La storia del jazz è piena di enfant terribles, individui maledetti, figure leggendarie che sembrano essere nate per essere protagonisti di storie funeste. Outsiders destinati alla malavita, ma che da essa vengono salvati grazie al loro innato talento. Tony Fruscella era uno di questi.

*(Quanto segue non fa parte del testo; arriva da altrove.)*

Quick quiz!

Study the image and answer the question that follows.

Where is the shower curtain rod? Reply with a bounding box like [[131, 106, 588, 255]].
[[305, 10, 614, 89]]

Fruscella nacque al Greenwich Village nel 1927, sebbene la sua famiglia appartenesse alla classe operaia italo-americana di quel quartiere, piuttosto che al tessuto sociale bohémien. Trombettista, emerse quasi dal nulla quando, ventitreenne, entrò a far parte del quintetto di Lester Young. Un musicista solitario, un irregolare con cui Lester stabilisce subito un sodalizio non solo artistico, ma anche umano, un’affinità elettiva. A differenza di Young, Fruscella non era un bopper, il suono della sua tromba era largo e orientato verso il registro inferiore dello strumento, spoglio di virtuosismi, con un fraseggio rapido, logico e rigoroso, un po’ alla maniera di Chat
Baker.

Sopraffatto da alcool e droghe, il povero Tony si ammala e, a soli 28 anni, sparisce dalla scena del jazz. Sopravvivrà solo e dimenticato da tutti fino al 1969, senza ricevere riconoscimenti postumi.